The following is a list of notable compilation albums with Sinatra's versions of the song:
1. Sinatra: Vegas
2. Oakland Coliseum Concert: May 22, 1968
3. A Man and His Music
4. Sinatra at the Sands
5. The Reprise Collection
6. Frank Sinatra in Hollywood 1940-1964
7. Robin and the 7 Hoods
8. The Complete Reprise Studio Recordings
9. The Main Event – Live
10. Duets II (DVD)

Other less notable albums including the Song are

1. Ultimate Legends: Frank Sinatra
2. A Night on the Town With the Rat Pack
3. My Way: The Best of Frank Sinatra
4. Sings the Songs of Van Heusen & Cahn
5. The Rat Pack on Stage: Las Vegas/St. Louis
6. The Very Best of Frank Sinatra
7. Rat Pack: Live & Cool
8. Sinatra in Hollywood 1940-1964
9. Sinatra!
10. Man and His Music 3
11. Sinatra Reprise: The Very Good Years
12. Duets/Duets II: 90th Birthday Limited Collector's Edition
13. Rat Pack: From Vegas to St. Louis
14. My Way: The Best of Frank Sinatra
15. Live and Swingin': The Ultimate Rat Pack Collection
16. The Best Duets
17. Most Famous Hits (DVD)

==Awards==

===Academy Awards===

The song was one of 26 for which Cahn was nominated for an Academy Award as a writer and one of 14 for which Van Heusen was nominated as a composer. Both won 4 Academy Awards and 3 of them as a team. The April 5, 1965 37th Academy Awards was the last of four times Cahn was nominated for two songs in the same year, and the second of two times for Van Heusen. It was the only time that they had two songs nominated as a team, with the other being "Where Love Has Gone" from Where Love Has Gone sung by Jack Jones.
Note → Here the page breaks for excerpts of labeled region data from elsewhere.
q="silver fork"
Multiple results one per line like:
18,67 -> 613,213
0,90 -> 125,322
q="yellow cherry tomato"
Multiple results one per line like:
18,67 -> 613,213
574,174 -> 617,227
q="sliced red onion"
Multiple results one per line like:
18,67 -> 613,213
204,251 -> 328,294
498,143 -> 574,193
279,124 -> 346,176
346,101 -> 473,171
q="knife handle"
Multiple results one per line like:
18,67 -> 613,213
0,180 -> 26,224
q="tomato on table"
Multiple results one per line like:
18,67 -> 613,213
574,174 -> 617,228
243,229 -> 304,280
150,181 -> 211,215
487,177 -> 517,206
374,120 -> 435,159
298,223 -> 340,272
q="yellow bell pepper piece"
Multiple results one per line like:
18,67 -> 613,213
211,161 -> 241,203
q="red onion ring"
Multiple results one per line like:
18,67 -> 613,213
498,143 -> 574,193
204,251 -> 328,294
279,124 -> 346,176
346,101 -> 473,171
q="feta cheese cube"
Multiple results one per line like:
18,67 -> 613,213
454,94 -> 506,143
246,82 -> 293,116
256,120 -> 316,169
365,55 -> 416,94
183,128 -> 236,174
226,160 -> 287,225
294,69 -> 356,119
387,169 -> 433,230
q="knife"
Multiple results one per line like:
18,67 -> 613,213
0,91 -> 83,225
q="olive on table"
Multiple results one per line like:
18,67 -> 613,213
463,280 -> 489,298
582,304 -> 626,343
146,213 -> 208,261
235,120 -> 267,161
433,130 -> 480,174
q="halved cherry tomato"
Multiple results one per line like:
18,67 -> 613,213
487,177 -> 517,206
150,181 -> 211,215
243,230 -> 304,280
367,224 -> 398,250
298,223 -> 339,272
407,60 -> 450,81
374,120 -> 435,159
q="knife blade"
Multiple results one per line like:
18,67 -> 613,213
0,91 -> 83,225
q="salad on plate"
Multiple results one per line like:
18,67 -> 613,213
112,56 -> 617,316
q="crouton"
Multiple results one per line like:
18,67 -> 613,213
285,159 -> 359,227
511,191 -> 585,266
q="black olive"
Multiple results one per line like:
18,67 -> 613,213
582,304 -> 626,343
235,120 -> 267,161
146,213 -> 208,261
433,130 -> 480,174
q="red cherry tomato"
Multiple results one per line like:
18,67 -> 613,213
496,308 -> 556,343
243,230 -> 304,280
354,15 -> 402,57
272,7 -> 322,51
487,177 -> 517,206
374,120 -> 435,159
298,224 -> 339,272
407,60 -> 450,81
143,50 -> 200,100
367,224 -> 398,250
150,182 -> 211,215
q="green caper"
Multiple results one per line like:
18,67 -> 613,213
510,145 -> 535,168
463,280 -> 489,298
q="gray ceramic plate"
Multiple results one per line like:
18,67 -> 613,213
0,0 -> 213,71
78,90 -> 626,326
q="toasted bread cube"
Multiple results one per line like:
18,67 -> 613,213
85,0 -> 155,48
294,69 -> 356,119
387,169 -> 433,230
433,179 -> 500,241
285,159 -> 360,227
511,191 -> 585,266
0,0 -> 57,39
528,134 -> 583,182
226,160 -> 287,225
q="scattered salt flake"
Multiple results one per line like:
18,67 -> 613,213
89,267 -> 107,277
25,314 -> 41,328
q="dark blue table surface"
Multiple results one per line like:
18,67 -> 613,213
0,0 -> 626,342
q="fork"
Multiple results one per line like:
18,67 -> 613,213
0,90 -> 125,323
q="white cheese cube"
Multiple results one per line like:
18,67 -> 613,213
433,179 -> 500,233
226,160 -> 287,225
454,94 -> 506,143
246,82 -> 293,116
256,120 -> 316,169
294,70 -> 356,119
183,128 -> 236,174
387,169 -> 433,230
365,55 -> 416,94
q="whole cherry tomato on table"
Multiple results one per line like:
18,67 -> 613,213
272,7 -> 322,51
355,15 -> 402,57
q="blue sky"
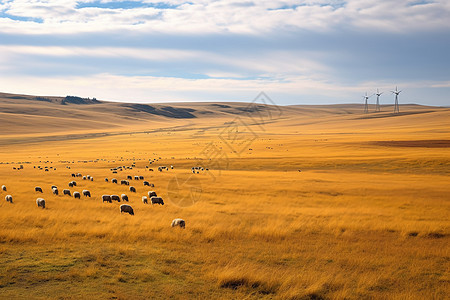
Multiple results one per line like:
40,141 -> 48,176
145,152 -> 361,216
0,0 -> 450,106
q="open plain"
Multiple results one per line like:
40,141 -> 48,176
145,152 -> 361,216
0,94 -> 450,299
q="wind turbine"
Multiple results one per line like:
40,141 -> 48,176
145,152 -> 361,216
375,89 -> 383,111
363,92 -> 373,114
391,87 -> 402,114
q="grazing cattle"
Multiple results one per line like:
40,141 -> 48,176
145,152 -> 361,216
36,198 -> 45,209
120,204 -> 134,216
150,197 -> 164,205
172,219 -> 186,229
102,195 -> 112,203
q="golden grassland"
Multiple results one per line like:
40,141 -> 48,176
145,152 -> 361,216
0,104 -> 450,299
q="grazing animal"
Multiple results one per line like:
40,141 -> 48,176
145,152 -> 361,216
172,219 -> 186,229
120,204 -> 134,216
36,198 -> 45,209
150,197 -> 164,205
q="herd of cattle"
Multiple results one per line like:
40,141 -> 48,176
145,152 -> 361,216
1,166 -> 186,228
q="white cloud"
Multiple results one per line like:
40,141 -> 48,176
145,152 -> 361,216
0,0 -> 450,34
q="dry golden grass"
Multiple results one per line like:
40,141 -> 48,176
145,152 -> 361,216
0,102 -> 450,299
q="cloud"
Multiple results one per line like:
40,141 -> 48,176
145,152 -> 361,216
0,0 -> 450,103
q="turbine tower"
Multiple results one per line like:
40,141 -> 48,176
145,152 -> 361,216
391,87 -> 402,114
375,89 -> 383,111
363,92 -> 373,114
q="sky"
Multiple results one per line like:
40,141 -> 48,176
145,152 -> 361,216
0,0 -> 450,106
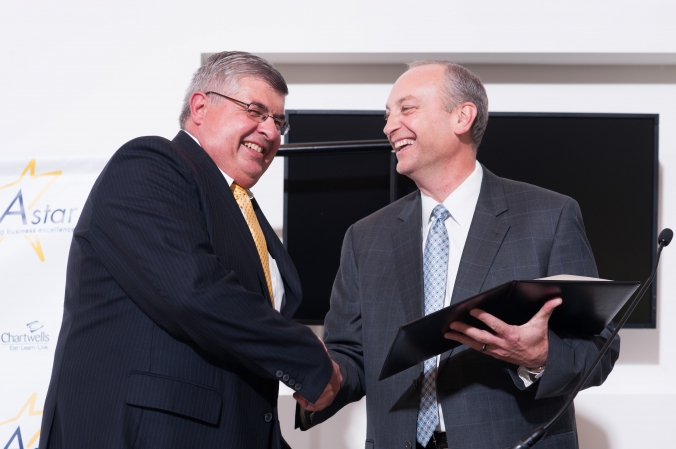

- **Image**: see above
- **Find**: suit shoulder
[353,190,420,230]
[492,177,577,209]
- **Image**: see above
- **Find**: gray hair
[178,51,289,129]
[408,60,488,151]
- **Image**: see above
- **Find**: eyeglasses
[206,91,290,136]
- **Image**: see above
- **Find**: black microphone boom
[509,228,674,449]
[657,228,674,246]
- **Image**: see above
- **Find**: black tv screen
[279,111,658,328]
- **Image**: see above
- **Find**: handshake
[293,338,343,412]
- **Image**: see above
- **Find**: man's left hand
[444,298,563,369]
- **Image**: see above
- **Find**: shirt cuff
[516,366,545,388]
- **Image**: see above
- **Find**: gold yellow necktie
[230,182,275,307]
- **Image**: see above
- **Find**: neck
[414,153,476,203]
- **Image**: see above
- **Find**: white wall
[0,0,676,449]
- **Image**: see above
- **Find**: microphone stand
[509,228,674,449]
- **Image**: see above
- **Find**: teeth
[244,142,263,153]
[394,139,415,150]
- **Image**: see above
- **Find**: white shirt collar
[183,129,253,199]
[420,161,484,228]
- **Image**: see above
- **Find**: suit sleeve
[513,199,620,399]
[296,227,366,430]
[82,138,332,402]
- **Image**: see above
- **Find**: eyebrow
[396,95,417,104]
[249,101,286,120]
[385,95,417,111]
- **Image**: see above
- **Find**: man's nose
[383,114,399,139]
[258,115,280,140]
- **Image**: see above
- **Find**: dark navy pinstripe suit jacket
[304,168,619,449]
[40,132,332,449]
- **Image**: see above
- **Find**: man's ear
[455,102,477,135]
[189,91,208,125]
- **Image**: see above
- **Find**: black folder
[378,276,641,380]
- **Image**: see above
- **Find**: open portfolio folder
[378,275,641,380]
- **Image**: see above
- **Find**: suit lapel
[392,191,425,323]
[173,132,275,301]
[451,167,509,303]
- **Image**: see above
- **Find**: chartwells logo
[0,321,49,351]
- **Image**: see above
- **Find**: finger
[449,321,498,345]
[469,309,509,334]
[530,298,563,323]
[444,331,484,349]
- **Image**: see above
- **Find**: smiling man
[297,61,619,449]
[40,52,341,449]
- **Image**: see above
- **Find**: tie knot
[230,182,249,204]
[432,204,451,223]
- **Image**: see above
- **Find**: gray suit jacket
[302,168,619,449]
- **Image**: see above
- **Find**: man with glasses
[298,61,619,449]
[40,52,341,449]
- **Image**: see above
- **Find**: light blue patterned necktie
[417,204,451,447]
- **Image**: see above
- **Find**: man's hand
[293,358,343,412]
[444,298,563,369]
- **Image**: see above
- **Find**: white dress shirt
[420,162,484,432]
[183,130,286,312]
[420,161,544,432]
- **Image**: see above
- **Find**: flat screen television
[279,110,659,328]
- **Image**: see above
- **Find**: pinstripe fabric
[304,168,619,449]
[40,133,331,449]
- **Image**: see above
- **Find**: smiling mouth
[394,139,415,151]
[243,142,263,153]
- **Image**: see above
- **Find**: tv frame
[277,109,659,329]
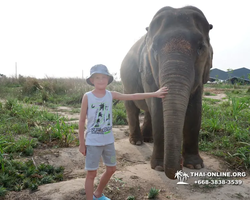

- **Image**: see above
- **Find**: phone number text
[194,180,243,185]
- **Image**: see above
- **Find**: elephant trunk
[159,56,195,179]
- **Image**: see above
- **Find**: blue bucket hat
[86,64,114,86]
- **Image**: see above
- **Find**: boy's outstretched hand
[155,87,168,98]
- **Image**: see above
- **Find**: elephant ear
[139,45,154,85]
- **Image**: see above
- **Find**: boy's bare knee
[106,166,116,174]
[87,170,97,179]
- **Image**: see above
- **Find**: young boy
[79,64,168,200]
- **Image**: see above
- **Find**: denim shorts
[85,143,116,171]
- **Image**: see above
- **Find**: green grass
[0,77,250,198]
[0,159,64,193]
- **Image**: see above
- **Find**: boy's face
[90,74,109,89]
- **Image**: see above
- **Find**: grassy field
[0,76,250,196]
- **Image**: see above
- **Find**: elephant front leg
[141,111,153,142]
[182,88,204,169]
[125,101,143,145]
[147,98,164,171]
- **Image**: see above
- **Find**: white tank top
[85,90,114,146]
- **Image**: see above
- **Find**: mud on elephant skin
[121,6,213,179]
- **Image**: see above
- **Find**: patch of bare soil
[5,104,250,200]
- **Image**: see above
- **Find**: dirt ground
[5,92,250,200]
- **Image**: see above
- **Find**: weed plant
[0,158,64,196]
[199,86,250,170]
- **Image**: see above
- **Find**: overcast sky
[0,0,250,78]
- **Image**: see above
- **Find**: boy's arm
[78,95,88,155]
[111,87,168,100]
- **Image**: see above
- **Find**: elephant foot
[183,154,204,169]
[151,159,164,172]
[129,137,143,145]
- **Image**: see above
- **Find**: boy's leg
[85,146,103,200]
[85,170,97,200]
[94,143,116,198]
[94,166,116,198]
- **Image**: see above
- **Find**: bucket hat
[86,64,114,86]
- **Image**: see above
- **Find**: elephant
[120,6,213,179]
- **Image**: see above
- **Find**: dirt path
[3,96,250,200]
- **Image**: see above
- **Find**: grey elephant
[120,6,213,179]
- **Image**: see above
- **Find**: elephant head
[146,6,213,179]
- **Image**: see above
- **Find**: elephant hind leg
[141,111,153,143]
[125,101,143,145]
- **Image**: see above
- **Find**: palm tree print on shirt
[91,103,111,132]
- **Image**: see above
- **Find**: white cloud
[0,0,250,78]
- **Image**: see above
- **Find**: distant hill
[210,67,250,81]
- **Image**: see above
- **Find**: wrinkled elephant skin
[121,6,213,179]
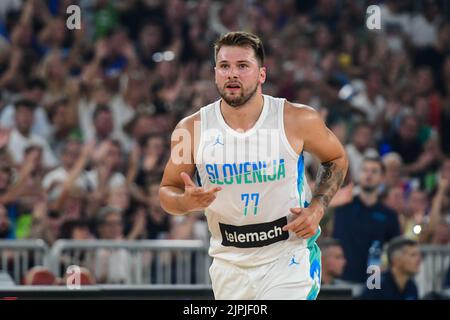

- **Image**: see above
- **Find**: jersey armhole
[278,99,303,160]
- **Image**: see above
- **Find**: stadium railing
[0,239,49,284]
[49,240,211,285]
[0,240,450,296]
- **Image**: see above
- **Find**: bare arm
[419,178,449,243]
[285,106,348,239]
[159,114,221,215]
[303,110,348,210]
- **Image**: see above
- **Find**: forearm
[311,156,348,210]
[159,186,189,215]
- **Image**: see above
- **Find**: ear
[259,67,266,84]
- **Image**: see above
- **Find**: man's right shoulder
[175,110,200,130]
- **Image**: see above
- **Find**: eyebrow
[218,60,251,63]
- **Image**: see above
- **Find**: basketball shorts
[209,242,321,300]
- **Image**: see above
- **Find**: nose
[228,66,239,79]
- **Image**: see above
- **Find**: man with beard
[159,32,348,299]
[333,158,400,284]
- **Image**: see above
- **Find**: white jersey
[195,95,318,267]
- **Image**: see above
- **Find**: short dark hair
[14,99,36,111]
[387,236,418,267]
[214,31,265,66]
[363,156,386,174]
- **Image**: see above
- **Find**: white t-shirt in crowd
[8,129,58,168]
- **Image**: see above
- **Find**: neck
[359,190,378,206]
[322,272,334,285]
[391,267,409,291]
[220,90,264,132]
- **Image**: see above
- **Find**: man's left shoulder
[284,100,322,124]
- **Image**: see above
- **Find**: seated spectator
[345,122,378,183]
[332,158,400,283]
[61,267,96,286]
[23,266,58,286]
[42,139,88,190]
[8,100,58,169]
[361,237,421,300]
[49,97,81,155]
[421,175,450,244]
[86,140,126,216]
[94,207,132,284]
[319,238,346,285]
[0,77,50,139]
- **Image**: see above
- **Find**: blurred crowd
[0,0,450,290]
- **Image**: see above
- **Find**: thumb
[180,171,195,187]
[289,208,303,216]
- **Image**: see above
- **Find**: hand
[283,206,324,239]
[180,172,222,212]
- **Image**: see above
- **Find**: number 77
[241,193,259,216]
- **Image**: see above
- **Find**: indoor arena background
[0,0,450,299]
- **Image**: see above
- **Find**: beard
[361,186,378,193]
[216,83,258,108]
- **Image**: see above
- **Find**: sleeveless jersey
[194,95,318,267]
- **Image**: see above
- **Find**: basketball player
[159,32,348,299]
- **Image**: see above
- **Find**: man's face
[61,142,81,169]
[353,127,372,150]
[359,161,383,190]
[215,46,266,107]
[95,111,114,136]
[323,246,347,277]
[397,246,422,277]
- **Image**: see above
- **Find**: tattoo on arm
[313,161,346,209]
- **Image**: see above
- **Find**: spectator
[95,207,131,284]
[93,105,114,144]
[345,122,378,183]
[0,78,50,139]
[147,181,171,239]
[319,238,346,285]
[42,139,88,195]
[361,237,421,300]
[333,158,400,283]
[8,100,58,169]
[351,69,386,125]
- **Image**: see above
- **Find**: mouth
[225,83,241,91]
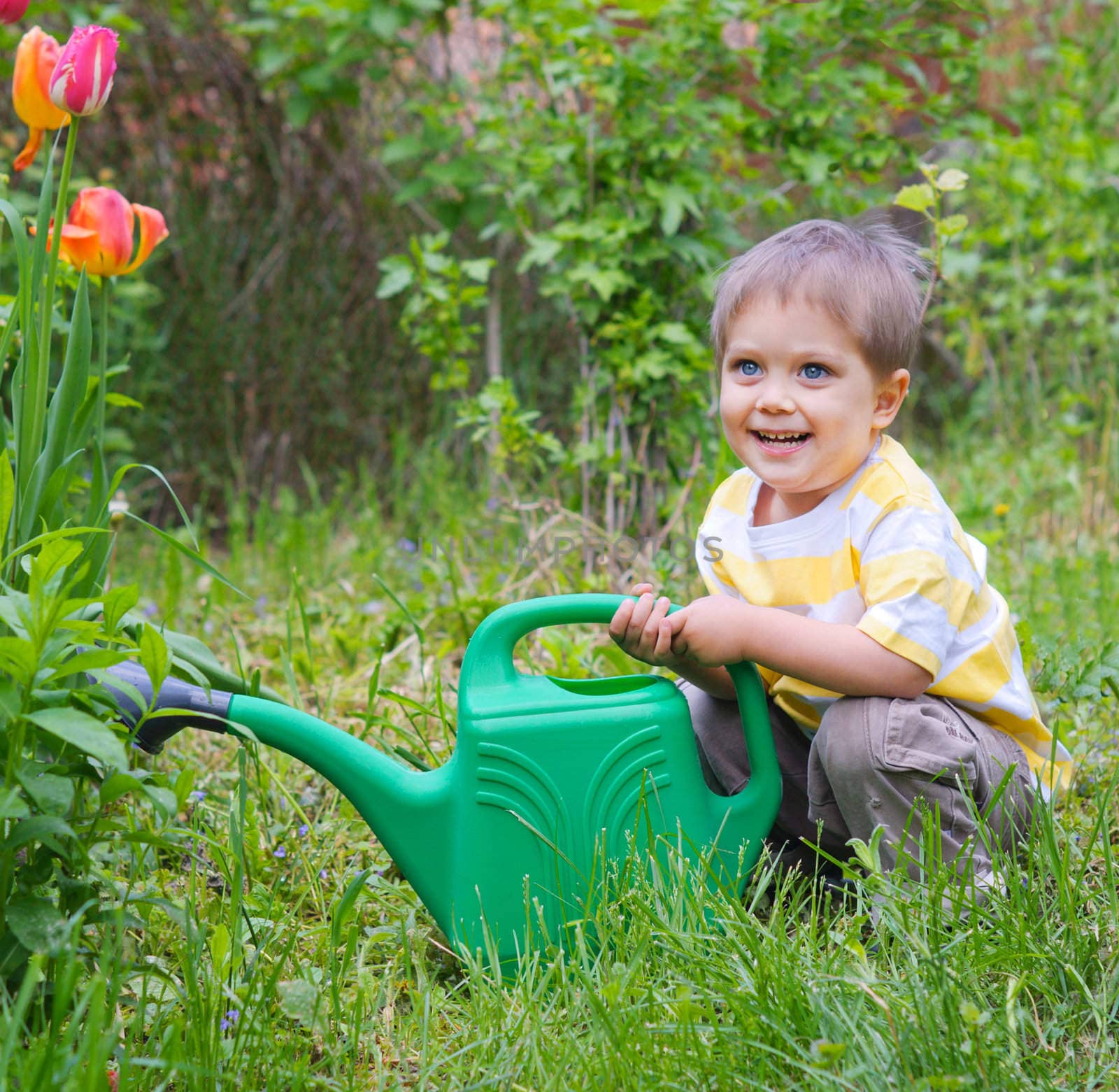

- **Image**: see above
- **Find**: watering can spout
[99,662,453,905]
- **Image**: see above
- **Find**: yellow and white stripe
[696,435,1071,795]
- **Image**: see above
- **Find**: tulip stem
[97,274,113,451]
[30,114,78,459]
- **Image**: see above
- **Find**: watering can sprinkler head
[97,660,233,754]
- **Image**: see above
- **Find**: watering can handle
[459,594,780,812]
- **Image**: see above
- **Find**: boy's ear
[871,368,910,429]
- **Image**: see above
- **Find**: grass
[8,416,1119,1090]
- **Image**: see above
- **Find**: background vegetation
[0,0,1119,1089]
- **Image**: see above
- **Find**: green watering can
[112,594,781,963]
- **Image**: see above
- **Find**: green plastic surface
[229,595,781,962]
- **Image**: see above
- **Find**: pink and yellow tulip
[49,27,117,118]
[11,27,69,171]
[38,185,170,276]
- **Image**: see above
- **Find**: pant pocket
[871,696,977,789]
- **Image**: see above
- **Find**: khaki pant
[677,680,1034,884]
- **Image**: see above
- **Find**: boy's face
[720,299,908,519]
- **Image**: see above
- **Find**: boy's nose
[757,381,797,413]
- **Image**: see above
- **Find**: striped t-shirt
[696,435,1071,795]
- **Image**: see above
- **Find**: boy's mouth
[753,430,813,452]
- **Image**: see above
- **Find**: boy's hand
[610,584,684,670]
[658,595,750,667]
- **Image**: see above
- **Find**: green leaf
[459,257,494,284]
[0,448,15,554]
[105,390,143,409]
[377,262,415,300]
[380,134,429,166]
[27,706,129,770]
[15,770,74,816]
[330,868,373,948]
[43,269,93,479]
[6,898,69,956]
[140,625,171,694]
[936,213,968,236]
[276,978,322,1028]
[102,584,140,632]
[936,166,968,194]
[2,816,78,853]
[517,235,563,273]
[97,770,143,808]
[47,649,129,683]
[124,513,250,599]
[894,183,936,213]
[0,786,31,819]
[143,784,179,817]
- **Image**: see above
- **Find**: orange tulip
[11,27,69,170]
[36,185,170,276]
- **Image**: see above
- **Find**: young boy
[610,220,1070,887]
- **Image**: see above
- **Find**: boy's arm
[659,595,932,698]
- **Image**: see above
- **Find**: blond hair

In addition to the winner, "Chim Chim Cher-ee" from Mary Poppins, other songs nominated in 1964 were "Dear Heart from Dear Heart and "Hush...Hush, Sweet Charlotte" from Hush...Hush, Sweet Charlotte.

===Grammy Awards===

The Grammy Awards did not have a Best Song Written for a Motion Picture category until 1988. However, the entire score was nominated for Best Original Score Written for A Motion Picture or Television Show in the April 13, 1965 7th Grammy Awards ceremony for 1964 musical accomplishments where it lost to the Mary Poppins score. Other credited vocalists on the score were Dean Martin, Bing Crosby, and Sammy Davis Jr. It also competed against A Hard Day's Night, Goldfinger and The Pink Panther in this category.

==Related songs==
Aaron Tippin sings a song with different lyrics by the same name. Frank Sinatra sings a popular version of "Chicago (That Toddlin' Town)" that charted and was the B-side to the 1957 Academy Award for Best Original Song winner, "All the Way".

On Ruby Braff's 1981 tribute album, Very Sinatra he does a medley called "New York, New York/My Kind Of Town (Chicago Is)". On Barry Manilow's 1998 album Manilow Sings Sinatra, he includes a 3:00 version of the song.

Jack Jones, who won two Grammy Awards in the 1960s and charted dozens of songs including the theme from The Love Boat, recorded an album entitled My Kind of Town with a title track by the same name. Among the other artists who have recorded versions of the song are Ray Anthony, Count Basie (twice), Ray Conniff, Marvin Gaye, Jackie Gleason, Jeff Harnar, Biréli Lagrène, Steve Lawrence, Julie London, Frankie Randall (several times. In addition several albums by the Rat Pack, multiple karaoke albums and dozens of Frank Sinatra albums have versions of the song.